Desinformação motiva assassinato de defensores de direitos humanos no Brasil
Brasileiros não compreendem função dos ativistas e ignorância leva à violência
Ser defensor dos direitos humanos em Alagoas - estado marcado pelo coronelismo e que tem na erradicação da cultura da violência um dos maiores desafios sociais - não é uma tarefa fácil. Como parte da rotina dos que se dispõem a lutar por igualdade de direitos, os xingamentos e a equivocada ideia de que os defensores defendem ‘vagabundos’, infelizmente é algo comum.
Em escala nacional, essa realidade é ainda mais assustadora: o Brasil é o país das Américas onde mais se mata defensores dos direitos humanos, segundo um relatório divulgado pela Anistia Internacional.
A travesti Natasha Wonderfull, da Associação das Travestis e Transexuais de Alagoas (Asttral) conhece bem essa dura realidade.
“As pessoas ficam incomodadas e a todo o tempo me mandam trabalhar e cuidar da minha vida, falam para eu deixar de defender a causa gay. Sofremos muito com a falta de respeito e com ameaças de violência”, ressalta, lembrando que companheiros de luta já foram diversas vezes agredidos e até ameaçados de morte.
Alagoas ainda amarga episódios de extrema violência e intolerância a defensores dos direitos humanos, a exemplo dos assassinatos dos militantes do Movimento dos Trabalhadores Sem Terra (MST) Luciano Alves, o Grilo, ocorrido em 2003, Jaelson Melquíades, em 2005, e José Elenilson, em 2001. Todos estes casos foram registrados no município de Atalaia.
Outro caso que deixou todo o Estado consternado foi o assassinato do vereador assumidamente gay, Renildo José dos Santos, de 29 anos, em Coqueiro Seco, no ano de 1993. Conhecido por denunciar abusos de políticos alagoanos, ele foi espancado, teve as orelhas, nariz e língua decepados e as pernas foram quebradas. Entre outras atrocidades, Renildo foi castrado e teve a cabeça degolada.
Mudança de paradigma
Em agosto último, o presidente da Comissão dos Direitos Humanos (CDH) da Ordem dos Advogados do Brasil, seccional Alagoas (OAB-AL), Ricardo Moraes, também foi ameaçado de morte. A ameaça foi via telefone, após ter recebido, na sede da OAB, a mãe de um adolescente que denunciou agressões sofridas pelo filho dentro de sua residência.

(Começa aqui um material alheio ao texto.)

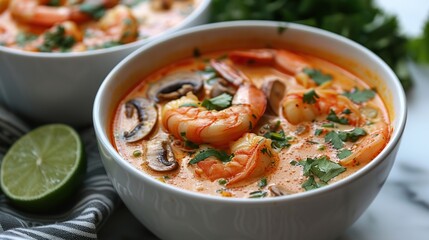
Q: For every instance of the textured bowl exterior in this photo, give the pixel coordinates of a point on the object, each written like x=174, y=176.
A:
x=172, y=213
x=61, y=87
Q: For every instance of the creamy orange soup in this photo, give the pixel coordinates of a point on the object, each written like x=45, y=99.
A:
x=81, y=25
x=251, y=123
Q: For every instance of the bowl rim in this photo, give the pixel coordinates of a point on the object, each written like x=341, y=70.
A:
x=401, y=116
x=202, y=7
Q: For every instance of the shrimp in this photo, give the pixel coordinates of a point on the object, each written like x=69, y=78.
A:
x=185, y=119
x=295, y=110
x=38, y=12
x=369, y=146
x=119, y=25
x=253, y=156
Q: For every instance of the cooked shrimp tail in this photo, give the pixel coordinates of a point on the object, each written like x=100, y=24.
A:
x=253, y=157
x=186, y=119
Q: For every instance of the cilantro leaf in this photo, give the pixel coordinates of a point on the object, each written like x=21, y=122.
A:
x=311, y=184
x=332, y=116
x=322, y=168
x=317, y=76
x=353, y=135
x=310, y=97
x=360, y=96
x=218, y=103
x=343, y=153
x=221, y=155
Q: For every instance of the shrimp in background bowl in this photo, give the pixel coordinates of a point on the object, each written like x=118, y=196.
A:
x=40, y=25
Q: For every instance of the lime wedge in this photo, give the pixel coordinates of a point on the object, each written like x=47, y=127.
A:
x=43, y=168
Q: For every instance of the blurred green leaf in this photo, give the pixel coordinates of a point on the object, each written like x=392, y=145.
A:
x=359, y=20
x=419, y=47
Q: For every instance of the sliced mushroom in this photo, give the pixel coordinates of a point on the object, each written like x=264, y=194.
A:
x=159, y=155
x=276, y=190
x=274, y=90
x=176, y=85
x=146, y=117
x=221, y=86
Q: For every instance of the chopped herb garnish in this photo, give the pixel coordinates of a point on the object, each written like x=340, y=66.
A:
x=310, y=97
x=321, y=168
x=23, y=38
x=343, y=153
x=218, y=103
x=279, y=139
x=347, y=111
x=333, y=138
x=220, y=155
x=317, y=76
x=262, y=183
x=337, y=139
x=332, y=116
x=353, y=135
x=360, y=96
x=187, y=142
x=321, y=147
x=257, y=194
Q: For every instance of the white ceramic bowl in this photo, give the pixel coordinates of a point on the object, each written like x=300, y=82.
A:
x=61, y=87
x=172, y=213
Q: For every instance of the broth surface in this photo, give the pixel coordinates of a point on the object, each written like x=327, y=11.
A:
x=320, y=123
x=81, y=25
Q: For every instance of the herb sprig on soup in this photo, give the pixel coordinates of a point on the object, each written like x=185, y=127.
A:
x=81, y=25
x=251, y=123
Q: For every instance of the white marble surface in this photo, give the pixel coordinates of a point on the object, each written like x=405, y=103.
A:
x=401, y=210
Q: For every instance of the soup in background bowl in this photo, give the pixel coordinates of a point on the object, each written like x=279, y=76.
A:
x=252, y=129
x=54, y=58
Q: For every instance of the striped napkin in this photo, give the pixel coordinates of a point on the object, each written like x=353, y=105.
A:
x=90, y=208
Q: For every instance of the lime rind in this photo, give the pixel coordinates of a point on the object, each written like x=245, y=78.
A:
x=43, y=168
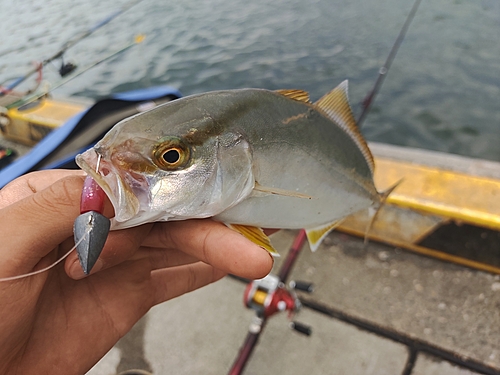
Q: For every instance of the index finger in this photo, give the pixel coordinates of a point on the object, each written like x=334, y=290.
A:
x=31, y=183
x=215, y=244
x=33, y=226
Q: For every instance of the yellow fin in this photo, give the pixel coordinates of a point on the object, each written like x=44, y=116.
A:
x=299, y=95
x=278, y=191
x=256, y=235
x=316, y=235
x=336, y=106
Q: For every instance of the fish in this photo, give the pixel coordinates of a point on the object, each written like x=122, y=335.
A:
x=250, y=158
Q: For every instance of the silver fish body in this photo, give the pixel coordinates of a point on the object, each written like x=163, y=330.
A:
x=251, y=156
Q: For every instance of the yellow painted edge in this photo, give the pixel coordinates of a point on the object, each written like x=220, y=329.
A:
x=388, y=169
x=491, y=221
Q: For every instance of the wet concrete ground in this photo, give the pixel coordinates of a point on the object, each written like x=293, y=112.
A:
x=439, y=304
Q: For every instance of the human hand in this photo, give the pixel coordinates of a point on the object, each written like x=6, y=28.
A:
x=62, y=320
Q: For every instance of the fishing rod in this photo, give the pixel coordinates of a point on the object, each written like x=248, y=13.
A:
x=65, y=68
x=368, y=100
x=37, y=95
x=259, y=323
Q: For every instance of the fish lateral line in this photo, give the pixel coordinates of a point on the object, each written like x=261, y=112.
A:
x=282, y=192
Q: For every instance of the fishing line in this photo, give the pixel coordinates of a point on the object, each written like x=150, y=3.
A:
x=367, y=102
x=48, y=267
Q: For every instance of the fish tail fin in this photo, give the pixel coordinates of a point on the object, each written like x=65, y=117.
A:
x=383, y=199
x=316, y=235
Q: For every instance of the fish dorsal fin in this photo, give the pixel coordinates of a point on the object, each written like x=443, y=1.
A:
x=299, y=95
x=336, y=105
x=316, y=235
x=256, y=235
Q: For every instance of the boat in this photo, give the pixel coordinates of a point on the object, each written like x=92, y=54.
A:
x=49, y=133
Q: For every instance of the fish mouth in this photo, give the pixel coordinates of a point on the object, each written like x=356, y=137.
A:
x=125, y=203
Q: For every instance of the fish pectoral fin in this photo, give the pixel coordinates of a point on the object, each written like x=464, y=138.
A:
x=316, y=235
x=299, y=95
x=256, y=235
x=278, y=191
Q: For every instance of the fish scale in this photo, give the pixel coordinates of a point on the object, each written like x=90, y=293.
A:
x=252, y=157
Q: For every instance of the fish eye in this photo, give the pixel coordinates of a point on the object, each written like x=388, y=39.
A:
x=171, y=154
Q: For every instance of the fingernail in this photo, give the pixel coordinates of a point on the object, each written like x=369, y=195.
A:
x=76, y=271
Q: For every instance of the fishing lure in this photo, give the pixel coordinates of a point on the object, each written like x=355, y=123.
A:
x=91, y=221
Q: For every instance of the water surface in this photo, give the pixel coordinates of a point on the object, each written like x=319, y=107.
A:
x=442, y=92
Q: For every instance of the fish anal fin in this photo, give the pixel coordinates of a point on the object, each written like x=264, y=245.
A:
x=278, y=191
x=316, y=235
x=335, y=105
x=299, y=95
x=256, y=235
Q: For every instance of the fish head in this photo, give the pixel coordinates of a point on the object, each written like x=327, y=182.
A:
x=167, y=170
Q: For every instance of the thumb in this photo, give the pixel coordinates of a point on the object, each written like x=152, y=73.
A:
x=32, y=227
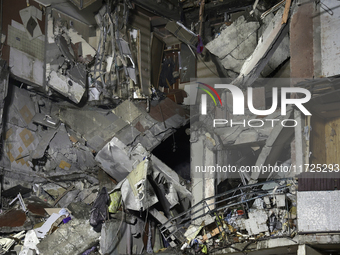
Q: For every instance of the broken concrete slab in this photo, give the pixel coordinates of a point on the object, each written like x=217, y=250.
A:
x=53, y=221
x=66, y=86
x=115, y=158
x=79, y=210
x=72, y=238
x=97, y=127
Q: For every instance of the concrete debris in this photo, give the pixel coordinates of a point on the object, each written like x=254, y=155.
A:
x=72, y=238
x=97, y=156
x=274, y=34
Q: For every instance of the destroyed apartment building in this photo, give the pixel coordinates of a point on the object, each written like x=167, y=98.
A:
x=169, y=127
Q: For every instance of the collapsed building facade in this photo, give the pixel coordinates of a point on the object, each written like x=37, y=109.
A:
x=107, y=147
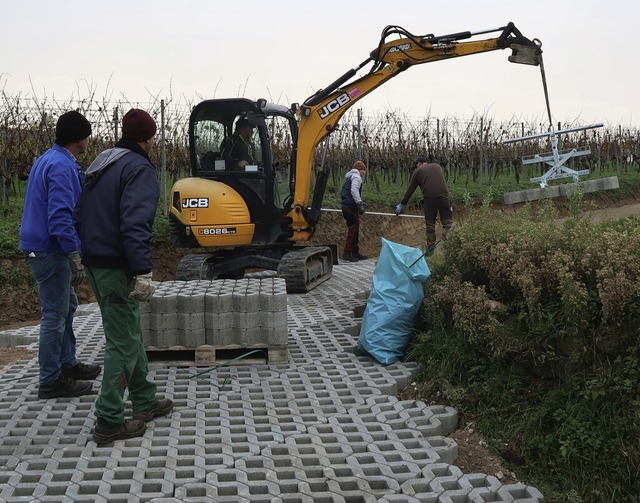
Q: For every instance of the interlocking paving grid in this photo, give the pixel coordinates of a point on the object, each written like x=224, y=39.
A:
x=325, y=427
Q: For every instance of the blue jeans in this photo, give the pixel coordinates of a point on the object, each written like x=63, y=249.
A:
x=58, y=303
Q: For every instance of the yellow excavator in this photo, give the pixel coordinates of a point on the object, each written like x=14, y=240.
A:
x=254, y=199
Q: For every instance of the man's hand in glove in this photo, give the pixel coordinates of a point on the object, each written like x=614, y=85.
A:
x=143, y=289
x=77, y=269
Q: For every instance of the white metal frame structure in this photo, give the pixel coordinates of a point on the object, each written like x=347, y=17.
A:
x=556, y=159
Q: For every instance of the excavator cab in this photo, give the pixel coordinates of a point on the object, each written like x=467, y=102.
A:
x=233, y=210
x=237, y=193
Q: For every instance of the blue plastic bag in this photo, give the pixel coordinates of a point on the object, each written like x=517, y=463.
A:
x=394, y=302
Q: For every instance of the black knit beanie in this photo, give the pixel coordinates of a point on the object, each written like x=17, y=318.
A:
x=72, y=127
x=138, y=125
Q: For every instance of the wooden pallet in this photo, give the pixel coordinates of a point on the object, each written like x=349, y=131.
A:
x=179, y=356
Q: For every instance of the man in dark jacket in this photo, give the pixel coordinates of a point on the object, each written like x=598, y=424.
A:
x=352, y=208
x=114, y=218
x=430, y=178
x=51, y=248
x=238, y=150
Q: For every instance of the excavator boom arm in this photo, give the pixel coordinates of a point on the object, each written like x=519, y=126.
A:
x=320, y=113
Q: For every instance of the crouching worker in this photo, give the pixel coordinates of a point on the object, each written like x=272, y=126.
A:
x=114, y=218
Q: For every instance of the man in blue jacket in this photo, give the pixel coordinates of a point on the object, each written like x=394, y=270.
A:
x=51, y=248
x=114, y=218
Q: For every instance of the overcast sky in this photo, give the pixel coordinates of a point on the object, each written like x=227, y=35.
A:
x=285, y=50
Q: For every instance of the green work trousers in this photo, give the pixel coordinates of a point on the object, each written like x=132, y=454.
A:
x=125, y=360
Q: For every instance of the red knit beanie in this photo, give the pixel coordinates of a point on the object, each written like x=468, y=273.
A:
x=138, y=125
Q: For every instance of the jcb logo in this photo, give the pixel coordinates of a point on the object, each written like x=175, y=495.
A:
x=195, y=202
x=399, y=48
x=334, y=105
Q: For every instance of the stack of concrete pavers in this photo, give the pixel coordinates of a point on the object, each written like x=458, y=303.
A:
x=326, y=426
x=220, y=314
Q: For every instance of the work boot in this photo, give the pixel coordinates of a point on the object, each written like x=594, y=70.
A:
x=349, y=257
x=161, y=408
x=64, y=386
x=105, y=433
x=82, y=371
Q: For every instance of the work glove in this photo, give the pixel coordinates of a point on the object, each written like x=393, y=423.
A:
x=143, y=289
x=77, y=269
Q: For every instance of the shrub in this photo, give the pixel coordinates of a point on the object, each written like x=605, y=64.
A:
x=537, y=320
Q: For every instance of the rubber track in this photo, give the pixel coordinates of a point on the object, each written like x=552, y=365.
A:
x=192, y=266
x=306, y=268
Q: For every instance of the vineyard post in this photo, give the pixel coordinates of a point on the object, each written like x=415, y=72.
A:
x=115, y=123
x=163, y=168
x=482, y=163
x=359, y=117
x=5, y=160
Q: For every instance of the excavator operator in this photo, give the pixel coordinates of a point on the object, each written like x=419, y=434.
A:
x=238, y=150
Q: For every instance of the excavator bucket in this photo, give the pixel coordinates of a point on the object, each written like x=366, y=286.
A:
x=525, y=54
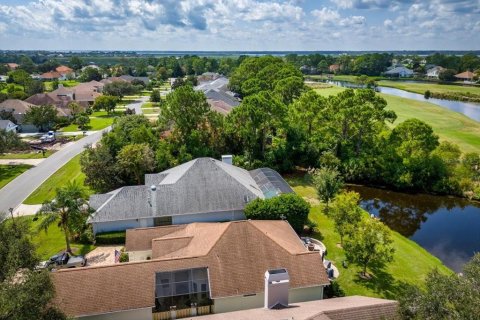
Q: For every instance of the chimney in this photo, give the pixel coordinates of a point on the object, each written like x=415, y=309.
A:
x=277, y=282
x=228, y=159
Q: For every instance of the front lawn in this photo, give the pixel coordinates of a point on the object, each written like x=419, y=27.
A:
x=411, y=262
x=53, y=241
x=27, y=155
x=8, y=173
x=71, y=171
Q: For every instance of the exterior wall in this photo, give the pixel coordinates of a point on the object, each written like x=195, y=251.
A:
x=139, y=255
x=208, y=217
x=257, y=301
x=137, y=314
x=120, y=225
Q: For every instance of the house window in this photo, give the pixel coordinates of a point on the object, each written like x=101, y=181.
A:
x=181, y=288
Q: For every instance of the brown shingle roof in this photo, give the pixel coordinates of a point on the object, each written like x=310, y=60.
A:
x=346, y=308
x=236, y=261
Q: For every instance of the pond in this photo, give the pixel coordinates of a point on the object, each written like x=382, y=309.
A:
x=469, y=109
x=447, y=227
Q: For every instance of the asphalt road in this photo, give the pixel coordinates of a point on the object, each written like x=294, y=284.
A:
x=14, y=193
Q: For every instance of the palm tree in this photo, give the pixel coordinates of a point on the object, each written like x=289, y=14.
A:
x=68, y=209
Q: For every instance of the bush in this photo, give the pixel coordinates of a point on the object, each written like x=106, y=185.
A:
x=286, y=206
x=115, y=237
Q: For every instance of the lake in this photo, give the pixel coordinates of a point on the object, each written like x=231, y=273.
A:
x=447, y=227
x=469, y=109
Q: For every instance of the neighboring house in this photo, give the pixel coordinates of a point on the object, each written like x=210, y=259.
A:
x=334, y=68
x=221, y=267
x=12, y=66
x=401, y=72
x=52, y=75
x=466, y=76
x=19, y=108
x=434, y=72
x=8, y=126
x=218, y=96
x=201, y=190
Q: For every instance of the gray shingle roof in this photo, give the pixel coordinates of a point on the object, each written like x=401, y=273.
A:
x=199, y=186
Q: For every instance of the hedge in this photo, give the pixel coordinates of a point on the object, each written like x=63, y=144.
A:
x=115, y=237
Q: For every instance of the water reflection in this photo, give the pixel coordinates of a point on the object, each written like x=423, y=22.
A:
x=447, y=227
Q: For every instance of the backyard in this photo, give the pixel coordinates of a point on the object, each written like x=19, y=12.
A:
x=71, y=171
x=411, y=262
x=8, y=173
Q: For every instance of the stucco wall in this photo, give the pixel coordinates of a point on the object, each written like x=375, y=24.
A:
x=137, y=314
x=208, y=217
x=99, y=227
x=257, y=301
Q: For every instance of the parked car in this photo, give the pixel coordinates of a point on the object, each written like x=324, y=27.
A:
x=49, y=137
x=62, y=261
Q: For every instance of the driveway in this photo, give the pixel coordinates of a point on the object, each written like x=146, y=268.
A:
x=137, y=106
x=14, y=193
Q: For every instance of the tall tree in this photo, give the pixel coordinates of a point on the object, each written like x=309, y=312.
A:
x=346, y=214
x=67, y=210
x=43, y=117
x=328, y=182
x=370, y=245
x=136, y=160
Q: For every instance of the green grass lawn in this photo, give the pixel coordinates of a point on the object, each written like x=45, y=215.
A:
x=433, y=87
x=53, y=241
x=8, y=173
x=71, y=171
x=449, y=125
x=411, y=262
x=27, y=155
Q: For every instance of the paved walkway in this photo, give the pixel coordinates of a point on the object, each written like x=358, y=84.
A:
x=102, y=256
x=16, y=162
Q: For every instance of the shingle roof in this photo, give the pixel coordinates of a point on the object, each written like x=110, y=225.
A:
x=199, y=186
x=345, y=308
x=236, y=262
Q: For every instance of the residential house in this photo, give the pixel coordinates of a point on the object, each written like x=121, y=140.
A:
x=334, y=68
x=201, y=190
x=466, y=76
x=194, y=269
x=18, y=108
x=12, y=65
x=218, y=96
x=8, y=126
x=400, y=72
x=434, y=72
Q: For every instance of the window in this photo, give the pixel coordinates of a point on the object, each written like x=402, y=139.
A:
x=182, y=288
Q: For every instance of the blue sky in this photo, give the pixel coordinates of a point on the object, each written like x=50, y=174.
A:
x=240, y=24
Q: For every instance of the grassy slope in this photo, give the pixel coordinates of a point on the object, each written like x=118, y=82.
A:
x=53, y=241
x=8, y=173
x=433, y=87
x=411, y=262
x=69, y=172
x=28, y=155
x=449, y=125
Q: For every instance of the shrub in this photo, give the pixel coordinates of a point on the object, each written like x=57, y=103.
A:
x=115, y=237
x=286, y=206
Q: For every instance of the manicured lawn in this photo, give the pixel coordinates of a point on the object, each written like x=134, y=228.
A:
x=449, y=125
x=411, y=262
x=27, y=155
x=53, y=241
x=433, y=87
x=8, y=173
x=69, y=172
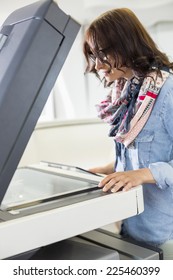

O advogado registrou um boletim de ocorrência na Delegacia Geral de Polícia Civil, relatando que no outro lado da linha uma pessoa afirmava ser um agente da segurança pública e dizia que ele "deveria parar com as ações contra policiais militares. Caso contrário, seria enterrado junto com os bandidos".
Ainda assim, Ricardo defende que em Alagoas houve uma importante mudança de paradigma, o que, segundo ele, tem contribuído para o fortalecimento da luta por direitos. “Infelizmente episódios de violência contra defensores dos direitos humanos ainda são registrados no Brasil, em especial na região Norte e na Amazônia, por conta dos conflitos de terra. Aqui em Alagoas já foi muito mais difícil, mas com o passar dos anos, os poderes passaram a se posicionar de uma forma diferenciada, o que é visto positivamente para os militantes de direitos humanos”, pontuou.
“Eu já fui ameaçado e conheço muitos outros defensores, sejam eles públicos ou representantes de movimentos sociais que foram ameaçados. Mas uma questão importante é que em Alagoas quem entra nessa seara, se dispondo a defender direitos, não exercem suas atividades com medo”, acrescentou.
Números
O relatório da Anistia Internacional chama atenção para o aumento dos assassinatos de defensores de direitos humanos nos últimos três anos. Até agosto deste ano, cinquenta e oito ativistas foram assassinados. Em 2014, cento e trinta e seis ativistas foram mortos no mundo todo. Em 2015, o número subiu para cento e cinquenta e seis. E no ano passado, aumentou em 80%, chegando a duzentos e oitenta um assassinatos.
Nas Américas, 75% das mortes no ano passado ocorreram no Brasil, apontado pelo estudo como o país mais perigoso para defensores de direitos humanos na região. Em 2016, sessenta e seis ativistas foram assassinados. De janeiro a agosto deste ano, o número chegou a 58.
A ascensão da extrema-direita e de grupos extremistas reforçam o clima de violência. A falta de informação sobre a função dos ativistas atrelada à impunidade, tão presente em país com índices de assassinatos tão elevados, corroboram com a cultura da violência e colocam o Brasil no topo da lista.